The first Shinto shrine in Hawaii was Hilo Daijingu, built in 1898. It is known that shortly before the attack on Pearl Harbor on December 7, 1941, Japanese Shintoists in Hawaii held ceremonies in honor of the former commander-in-chief of the Japanese fleet, Tōgō Heihachirō. One of the shrines, built at the beginning of the 20th century, was subordinate to both the Japanese authorities responsible for the shrine system and the American authorities, since it was registered in the state as a non-profit organization. American Shintoists were culturally influenced by their local environment. As stated earlier, the spirits of George Washington and Hawaiian King Kamehameha I entered the local pantheon of Hawaiian Shinto.
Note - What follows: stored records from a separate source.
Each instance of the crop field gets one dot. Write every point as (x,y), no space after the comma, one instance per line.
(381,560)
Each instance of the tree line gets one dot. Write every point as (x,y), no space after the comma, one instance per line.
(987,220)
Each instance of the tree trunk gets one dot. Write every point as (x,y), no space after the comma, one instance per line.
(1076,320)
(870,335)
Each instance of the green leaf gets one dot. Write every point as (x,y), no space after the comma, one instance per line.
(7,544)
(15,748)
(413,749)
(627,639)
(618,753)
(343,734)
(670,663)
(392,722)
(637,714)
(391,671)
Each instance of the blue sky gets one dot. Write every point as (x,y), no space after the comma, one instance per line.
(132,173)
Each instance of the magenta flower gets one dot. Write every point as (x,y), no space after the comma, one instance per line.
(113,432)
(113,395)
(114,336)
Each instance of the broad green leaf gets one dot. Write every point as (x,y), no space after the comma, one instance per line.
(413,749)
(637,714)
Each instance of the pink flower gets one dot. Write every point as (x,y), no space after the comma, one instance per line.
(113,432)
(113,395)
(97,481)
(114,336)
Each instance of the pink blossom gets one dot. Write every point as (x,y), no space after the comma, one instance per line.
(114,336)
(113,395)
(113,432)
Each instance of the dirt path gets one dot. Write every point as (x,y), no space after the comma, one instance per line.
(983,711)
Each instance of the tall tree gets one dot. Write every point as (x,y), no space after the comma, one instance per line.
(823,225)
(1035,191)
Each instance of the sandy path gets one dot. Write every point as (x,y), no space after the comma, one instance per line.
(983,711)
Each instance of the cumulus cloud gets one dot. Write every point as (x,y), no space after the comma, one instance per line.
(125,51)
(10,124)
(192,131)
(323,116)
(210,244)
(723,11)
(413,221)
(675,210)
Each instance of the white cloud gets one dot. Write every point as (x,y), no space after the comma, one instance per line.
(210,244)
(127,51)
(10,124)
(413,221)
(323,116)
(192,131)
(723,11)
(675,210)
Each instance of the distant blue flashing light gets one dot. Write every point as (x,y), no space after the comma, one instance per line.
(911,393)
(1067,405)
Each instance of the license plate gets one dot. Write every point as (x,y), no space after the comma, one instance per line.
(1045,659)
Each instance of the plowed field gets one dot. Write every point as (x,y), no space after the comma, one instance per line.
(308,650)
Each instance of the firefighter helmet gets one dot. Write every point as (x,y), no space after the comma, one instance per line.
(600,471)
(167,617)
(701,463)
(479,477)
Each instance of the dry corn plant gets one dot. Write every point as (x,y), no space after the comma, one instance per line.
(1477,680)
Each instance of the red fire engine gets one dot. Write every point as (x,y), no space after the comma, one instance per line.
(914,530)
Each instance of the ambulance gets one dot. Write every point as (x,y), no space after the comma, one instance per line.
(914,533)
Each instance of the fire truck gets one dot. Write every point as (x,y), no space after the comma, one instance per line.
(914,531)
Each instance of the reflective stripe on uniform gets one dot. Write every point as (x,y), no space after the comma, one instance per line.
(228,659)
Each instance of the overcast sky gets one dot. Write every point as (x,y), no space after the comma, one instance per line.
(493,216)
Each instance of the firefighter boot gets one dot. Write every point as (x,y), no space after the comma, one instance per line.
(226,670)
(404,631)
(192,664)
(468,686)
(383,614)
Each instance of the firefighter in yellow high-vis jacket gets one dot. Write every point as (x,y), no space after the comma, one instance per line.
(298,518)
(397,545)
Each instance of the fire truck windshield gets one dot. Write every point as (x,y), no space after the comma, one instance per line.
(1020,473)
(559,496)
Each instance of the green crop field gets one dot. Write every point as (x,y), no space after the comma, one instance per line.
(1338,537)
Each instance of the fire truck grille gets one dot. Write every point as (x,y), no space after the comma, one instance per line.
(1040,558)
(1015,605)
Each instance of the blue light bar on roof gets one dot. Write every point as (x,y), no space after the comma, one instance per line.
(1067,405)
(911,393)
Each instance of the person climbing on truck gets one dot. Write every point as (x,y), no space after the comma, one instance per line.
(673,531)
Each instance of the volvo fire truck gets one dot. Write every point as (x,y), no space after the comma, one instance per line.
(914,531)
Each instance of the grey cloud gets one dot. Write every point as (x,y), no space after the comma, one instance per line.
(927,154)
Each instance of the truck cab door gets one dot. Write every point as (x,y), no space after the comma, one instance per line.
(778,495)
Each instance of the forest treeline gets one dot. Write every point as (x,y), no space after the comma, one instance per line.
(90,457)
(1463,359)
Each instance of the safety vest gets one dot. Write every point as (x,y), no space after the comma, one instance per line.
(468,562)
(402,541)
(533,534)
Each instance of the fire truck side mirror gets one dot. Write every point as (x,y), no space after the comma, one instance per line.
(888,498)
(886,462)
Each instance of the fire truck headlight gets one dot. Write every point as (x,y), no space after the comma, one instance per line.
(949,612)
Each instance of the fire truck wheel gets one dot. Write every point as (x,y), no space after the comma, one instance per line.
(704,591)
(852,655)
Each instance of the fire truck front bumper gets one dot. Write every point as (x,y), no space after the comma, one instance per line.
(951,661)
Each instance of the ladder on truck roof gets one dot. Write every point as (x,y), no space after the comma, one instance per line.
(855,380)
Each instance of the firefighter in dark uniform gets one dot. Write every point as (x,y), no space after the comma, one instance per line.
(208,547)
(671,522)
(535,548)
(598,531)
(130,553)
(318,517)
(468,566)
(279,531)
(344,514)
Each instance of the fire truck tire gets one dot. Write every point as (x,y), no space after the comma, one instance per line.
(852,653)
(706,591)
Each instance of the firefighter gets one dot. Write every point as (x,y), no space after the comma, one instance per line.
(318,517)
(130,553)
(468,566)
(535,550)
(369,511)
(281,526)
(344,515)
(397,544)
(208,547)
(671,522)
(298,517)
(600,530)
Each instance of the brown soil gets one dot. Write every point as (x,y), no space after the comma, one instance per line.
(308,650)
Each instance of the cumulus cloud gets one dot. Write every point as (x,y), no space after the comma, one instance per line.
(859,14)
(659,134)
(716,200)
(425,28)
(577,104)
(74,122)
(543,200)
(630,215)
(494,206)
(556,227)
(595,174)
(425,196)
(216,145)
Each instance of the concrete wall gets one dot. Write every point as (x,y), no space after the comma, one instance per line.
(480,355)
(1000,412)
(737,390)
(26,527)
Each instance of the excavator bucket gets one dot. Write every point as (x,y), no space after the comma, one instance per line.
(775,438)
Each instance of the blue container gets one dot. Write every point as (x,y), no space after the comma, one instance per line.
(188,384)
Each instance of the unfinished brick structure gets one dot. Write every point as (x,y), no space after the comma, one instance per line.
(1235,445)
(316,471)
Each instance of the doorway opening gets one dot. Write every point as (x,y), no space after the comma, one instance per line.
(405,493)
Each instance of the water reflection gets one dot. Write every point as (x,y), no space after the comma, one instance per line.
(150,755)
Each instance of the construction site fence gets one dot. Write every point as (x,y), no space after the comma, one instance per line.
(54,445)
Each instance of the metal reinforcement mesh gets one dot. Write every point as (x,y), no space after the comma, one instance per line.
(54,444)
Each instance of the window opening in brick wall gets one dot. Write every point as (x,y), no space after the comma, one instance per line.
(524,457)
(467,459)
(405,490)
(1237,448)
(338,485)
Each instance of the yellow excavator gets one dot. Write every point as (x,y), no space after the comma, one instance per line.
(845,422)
The few shrines on the West Coast of the United States were not restored after the war.

===Brazil===
Two Shinto shrines were built in Brazil before the outbreak of World War II, both in the state of São Paulo. The first one was built in 1920 by Uetsuka Shuhei in the city of Promissão. The second temple was built by immigrants in the municipality of Bastos 18 years later. Most emigrants performed rituals of worshiping the gods with their families, and less often with their neighbors. 11 major shrines are still located in Brazil.

== In Oceania ==

=== Micronesia ===
Shinto shrines dating from during or after World War II exist in some Micronesian countries.

== In Africa ==
Some Shinto-inspired new religions have gained ground in various countries in Sub-Saharan Africa. For example, there are Tenrikyo churches in the Republic of the Congo and in Kenya.